Visualizing Principal Component Analysis (PCA) in scikit-learn: Loadings and Biplots
Principal Component Analysis (PCA) is a powerful dimensionality reduction technique widely used in data analysis. After performing PCA, visualizing the loadings and creating biplots can provide valuable insights into the relationships between variables and principal components.
Understanding PCA Loadings
PCA loadings represent the contribution of each original feature to the corresponding principal component. They essentially indicate how much each variable “loads” onto the principal component. Loadings are often visualized as a bar chart or a heatmap to understand which variables are most influential in defining each principal component.
Creating a Loadings Plot in scikit-learn
Let’s illustrate how to plot loadings using scikit-learn. We’ll use the famous Iris dataset as an example:
from sklearn.datasets import load_iris
from sklearn.preprocessing import StandardScaler
from sklearn.decomposition import PCA
import matplotlib.pyplot as plt
import pandas as pd
# Load the Iris dataset
iris = load_iris()
X = iris.data
features = iris.feature_names
# Standardize the data
scaler = StandardScaler()
X_scaled = scaler.fit_transform(X)
# Apply PCA with 2 components
pca = PCA(n_components=2)
pca.fit(X_scaled)
# Get the loadings
loadings = pca.components_
# Create a dataframe for easier visualization
loadings_df = pd.DataFrame(loadings, columns=features)
loadings_df.index = ['PC1', 'PC2']
# Plot the loadings
plt.figure(figsize=(10, 6))
loadings_df.T.plot(kind='bar', rot=0)
plt.xlabel('Features')
plt.ylabel('Loadings')
plt.title('PCA Loadings')
plt.legend(title='Principal Components')
plt.show()
<Figure size 720x432 with 1 Axes>
In the above code, we first load and scale the Iris dataset. Then, we perform PCA with two components and obtain the loadings. Finally, we create a pandas DataFrame for the loadings and plot them using a bar chart. This visualization shows the contribution of each feature to PC1 and PC2.

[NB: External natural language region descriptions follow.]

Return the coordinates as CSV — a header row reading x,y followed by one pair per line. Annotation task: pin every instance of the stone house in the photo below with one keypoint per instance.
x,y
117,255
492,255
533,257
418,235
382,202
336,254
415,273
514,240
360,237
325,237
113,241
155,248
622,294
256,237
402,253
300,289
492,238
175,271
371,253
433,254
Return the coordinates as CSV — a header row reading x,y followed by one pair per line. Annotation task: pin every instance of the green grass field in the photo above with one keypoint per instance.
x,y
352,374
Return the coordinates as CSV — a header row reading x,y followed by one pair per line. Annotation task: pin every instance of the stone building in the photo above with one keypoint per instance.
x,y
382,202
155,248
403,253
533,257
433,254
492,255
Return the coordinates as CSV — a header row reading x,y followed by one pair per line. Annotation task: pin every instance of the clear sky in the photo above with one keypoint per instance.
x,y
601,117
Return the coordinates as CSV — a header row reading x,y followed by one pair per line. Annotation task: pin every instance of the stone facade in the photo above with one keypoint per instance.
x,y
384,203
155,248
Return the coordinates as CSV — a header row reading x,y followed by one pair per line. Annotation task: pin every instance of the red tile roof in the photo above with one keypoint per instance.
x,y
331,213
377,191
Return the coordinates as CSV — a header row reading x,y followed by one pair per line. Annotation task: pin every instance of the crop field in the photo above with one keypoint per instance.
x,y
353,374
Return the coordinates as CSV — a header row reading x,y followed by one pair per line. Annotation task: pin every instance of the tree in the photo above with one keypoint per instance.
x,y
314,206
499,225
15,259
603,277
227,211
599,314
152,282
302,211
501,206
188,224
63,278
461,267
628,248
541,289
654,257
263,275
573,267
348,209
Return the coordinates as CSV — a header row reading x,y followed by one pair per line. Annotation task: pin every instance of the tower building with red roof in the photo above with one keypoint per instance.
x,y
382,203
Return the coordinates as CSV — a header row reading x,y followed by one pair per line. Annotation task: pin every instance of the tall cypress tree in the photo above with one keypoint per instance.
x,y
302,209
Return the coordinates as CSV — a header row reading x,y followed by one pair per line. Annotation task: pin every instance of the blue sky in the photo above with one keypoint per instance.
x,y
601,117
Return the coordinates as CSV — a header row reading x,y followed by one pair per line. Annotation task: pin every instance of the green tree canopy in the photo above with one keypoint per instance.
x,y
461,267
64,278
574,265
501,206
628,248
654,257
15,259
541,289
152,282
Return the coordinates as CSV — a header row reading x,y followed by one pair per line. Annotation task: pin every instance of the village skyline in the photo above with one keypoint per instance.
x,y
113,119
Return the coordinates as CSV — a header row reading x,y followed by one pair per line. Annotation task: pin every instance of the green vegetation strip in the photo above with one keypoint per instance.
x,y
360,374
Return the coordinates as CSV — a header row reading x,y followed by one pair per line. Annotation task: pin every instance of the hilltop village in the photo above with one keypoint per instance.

Biplots: Visualizing Data and Loadings Together
A biplot combines the scores of the principal components with the loadings. This allows you to see both the data points and the relationships between variables in the reduced space.
Creating a Biplot in scikit-learn
To create a biplot, we’ll need to calculate the principal component scores and then use Matplotlib’s `plt.scatter` and `plt.quiver` functions:
import matplotlib.pyplot as plt
# Get the principal component scores
scores = pca.transform(X_scaled)
# Create the biplot
plt.figure(figsize=(10, 6))
plt.scatter(scores[:, 0], scores[:, 1], c=iris.target, cmap='viridis', alpha=0.7)
# Plot the loadings
for i, (x, y) in enumerate(loadings):
plt.arrow(0, 0, x, y, color='k', head_width=0.05, head_length=0.1, alpha=0.8)
plt.text(x, y, features[i], fontsize=10)
plt.xlabel('PC1 ({}%)'.format(round(pca.explained_variance_ratio_[0] * 100, 2)))
plt.ylabel('PC2 ({}%)'.format(round(pca.explained_variance_ratio_[1] * 100, 2)))
plt.title('Biplot of Iris Dataset')
plt.grid(True)
plt.show()
<Figure size 720x432 with 1 Axes>
In this code, we calculate the principal component scores, plot the data points as a scatter plot, and then draw arrows for the loadings. The length of the arrows represents the magnitude of the loadings, and their direction indicates the contribution of each variable to the corresponding principal component.
Benefits of Visualization
Plotting loadings and creating biplots offers several advantages:
- Data Interpretation: Loadings help understand which variables are most responsible for each principal component, providing insights into the underlying structure of the data.
- Variable Relationships: Biplots reveal the relationships between variables and how they contribute to the principal components. This can help identify potential correlations and dependencies.
- Data Exploration: Visualizing the data and loadings together facilitates a comprehensive analysis and exploration of the reduced dimensionality space.
Conclusion
Visualizing PCA loadings and creating biplots in scikit-learn allows you to gain deeper insights into the relationships between variables and principal components. By plotting these components, you can enhance your understanding of the underlying data structure and make informed decisions based on your findings.